Pour les entreprises qui expédient des marchandises entre la Chine et la Norvège, la meilleure façon de garantir un transport fluide, conforme et économique est de collaborer avec un partenaire spécialisé dans le transport de marchandises. Ce partenaire doit maîtriser parfaitement le contexte réglementaire et considérer la conformité comme une évidence, et non comme une simple formalité, mais comme une véritable discipline opérationnelle. Cette combinaison d'expérience, de transparence et de capacité de service complète est précisément ce dont les expéditeurs ont besoin sur cet axe pour être compétitifs sur le marché international.

 

FAQ

Q : La conformité au protocole ISPS affecte-t-elle toutes les marchandises expédiées de Chine vers la Norvège ?

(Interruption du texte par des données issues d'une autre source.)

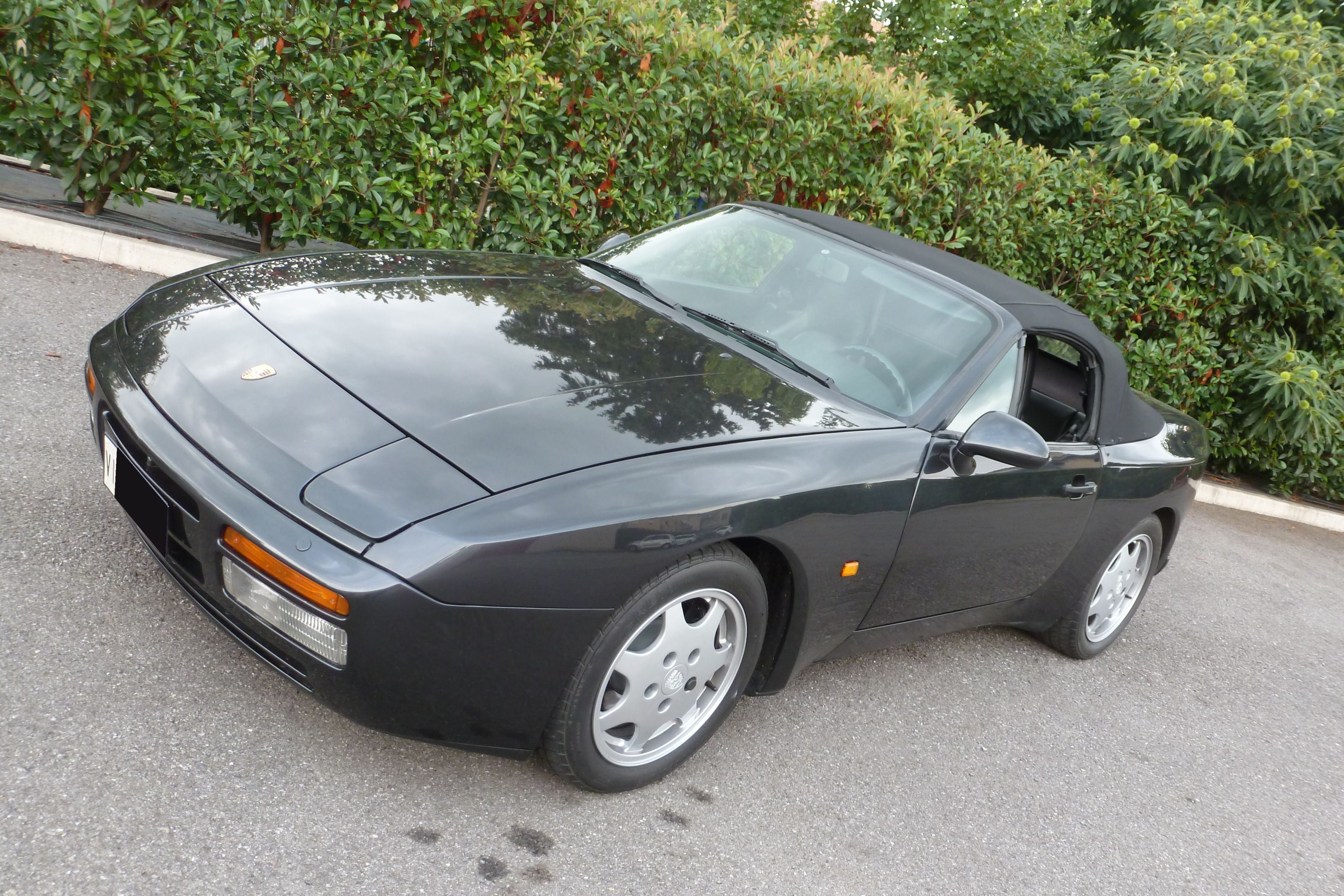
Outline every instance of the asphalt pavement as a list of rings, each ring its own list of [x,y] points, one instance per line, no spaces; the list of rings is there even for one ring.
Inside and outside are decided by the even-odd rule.
[[[0,246],[0,896],[1344,893],[1344,536],[1198,505],[1098,660],[821,664],[581,793],[347,721],[159,570],[81,382],[153,281]]]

R : Oui. Le protocole ISPS s'applique à toute cargaison transportée par des navires commerciaux de plus de 500 tonnes de jauge brute dans le cadre du commerce international. L'ISPS s'applique systématiquement à cette ligne commerciale, car la quasi-totalité des navires assurant le transport de marchandises entre la Chine et la Norvège dépassent largement ce seuil.

 

Q : Qui paie la surtaxe ISPS — l’expéditeur ou le destinataire ?

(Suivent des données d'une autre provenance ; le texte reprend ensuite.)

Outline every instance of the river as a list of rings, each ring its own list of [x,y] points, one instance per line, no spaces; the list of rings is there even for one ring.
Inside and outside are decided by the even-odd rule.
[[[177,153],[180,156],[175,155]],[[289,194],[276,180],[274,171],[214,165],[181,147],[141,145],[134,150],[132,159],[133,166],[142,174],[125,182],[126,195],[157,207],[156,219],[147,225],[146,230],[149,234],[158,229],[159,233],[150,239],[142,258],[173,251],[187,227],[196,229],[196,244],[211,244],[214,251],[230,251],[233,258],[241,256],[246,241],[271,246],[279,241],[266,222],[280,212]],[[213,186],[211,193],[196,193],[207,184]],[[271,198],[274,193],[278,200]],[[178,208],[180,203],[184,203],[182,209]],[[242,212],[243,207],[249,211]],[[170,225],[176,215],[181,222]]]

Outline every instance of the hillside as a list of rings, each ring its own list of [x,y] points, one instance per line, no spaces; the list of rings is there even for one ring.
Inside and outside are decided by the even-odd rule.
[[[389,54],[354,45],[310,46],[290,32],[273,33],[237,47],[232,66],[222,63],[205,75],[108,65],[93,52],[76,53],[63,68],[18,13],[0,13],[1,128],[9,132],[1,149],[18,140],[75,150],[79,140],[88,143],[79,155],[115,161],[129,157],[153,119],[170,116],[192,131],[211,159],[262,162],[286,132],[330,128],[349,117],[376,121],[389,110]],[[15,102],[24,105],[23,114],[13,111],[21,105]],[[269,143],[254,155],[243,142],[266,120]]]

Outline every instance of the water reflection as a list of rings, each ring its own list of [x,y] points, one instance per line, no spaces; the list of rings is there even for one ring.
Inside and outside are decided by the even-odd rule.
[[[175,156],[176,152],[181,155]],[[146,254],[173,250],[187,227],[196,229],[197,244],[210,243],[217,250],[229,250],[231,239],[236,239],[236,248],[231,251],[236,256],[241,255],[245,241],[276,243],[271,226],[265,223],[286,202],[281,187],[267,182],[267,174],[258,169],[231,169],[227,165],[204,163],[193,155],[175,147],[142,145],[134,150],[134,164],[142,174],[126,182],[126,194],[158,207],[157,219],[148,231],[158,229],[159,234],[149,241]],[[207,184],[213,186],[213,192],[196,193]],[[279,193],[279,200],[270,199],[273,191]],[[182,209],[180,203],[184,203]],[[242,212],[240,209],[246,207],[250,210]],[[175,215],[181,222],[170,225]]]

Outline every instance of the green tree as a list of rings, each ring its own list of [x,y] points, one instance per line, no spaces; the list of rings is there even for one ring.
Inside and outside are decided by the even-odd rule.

R : Cela dépend du contrat de marchandises et des Incoterms. CIF ou CFR : les frais de transport (y compris les frais ISPS) sont généralement à la charge de l'expéditeur. Pour les expéditions FOB, les frais à partir du port de chargement (y compris les frais ISPS au terminal norvégien) sont normalement à la charge du destinataire. Vérifiez toujours ce que comprend votre devis.

 

Q : Que se passe-t-il si un navire arrive en Norvège sans certificat ISPS valide ?

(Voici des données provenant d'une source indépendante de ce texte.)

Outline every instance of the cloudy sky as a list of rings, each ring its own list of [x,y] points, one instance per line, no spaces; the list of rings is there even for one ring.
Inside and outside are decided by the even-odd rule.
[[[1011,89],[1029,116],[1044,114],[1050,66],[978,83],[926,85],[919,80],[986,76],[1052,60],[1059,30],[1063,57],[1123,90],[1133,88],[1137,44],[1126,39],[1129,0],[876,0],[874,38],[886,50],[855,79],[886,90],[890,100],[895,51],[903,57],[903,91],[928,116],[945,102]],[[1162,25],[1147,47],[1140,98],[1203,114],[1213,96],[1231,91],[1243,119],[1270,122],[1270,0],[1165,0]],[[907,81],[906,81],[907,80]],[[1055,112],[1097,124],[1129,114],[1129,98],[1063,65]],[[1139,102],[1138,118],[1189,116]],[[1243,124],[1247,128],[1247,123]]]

A: Un navire dépourvu de certificat international de sûreté des navires (ISSC) peut se voir refuser l'accès au port ou être retenu à son arrivée. En Norvège, la validité de l'ISSC est systématiquement vérifiée par l'agent de contrôle de l'État du port lors des inspections. Si un navire est retenu pour non-conformité au système ISPS, il ne peut appareiller tant que les irrégularités ne sont pas corrigées, ce qui peut entraîner des retards et des pertes financières pour tous les propriétaires de la cargaison à bord.

 

Q : Quel est le lien entre l'ICS2 et l'ISPS sur la route norvégienne ?

A : Le système ISPS couvre la sécurité physique à bord des navires et dans les installations portuaires. La Norvège participe au système européen d'information préalable sur les cargaisons (ICS2), qui exige l'envoi de données détaillées sur les cargaisons (déclarations sommaires d'entrée) avant l'entrée des navires dans la zone douanière norvégienne, c'est-à-dire avant leur arrivée. Bien qu'il s'agisse de cadres indépendants, les deux systèmes s'appliquent au fret maritime entre la Chine et la Norvège et doivent être gérés simultanément.

 

Q : Les envois LCL peuvent-ils être affectés par des retards liés au système ISPS ?

R : Oui. Dans le cadre du transport de marchandises en chargement partiel (LCL), toutes les marchandises contenues dans un même conteneur sont soumises aux mêmes exigences de sécurité du navire et du terminal. En cas de problème de conformité du navire ou du terminal, toutes les marchandises LCL de ce conteneur peuvent être affectées, indépendamment des documents de l'expéditeur. Ce risque peut être atténué en faisant appel à un transitaire qui vérifie rigoureusement les transporteurs et les terminaux utilisés pour le groupage des expéditions LCL.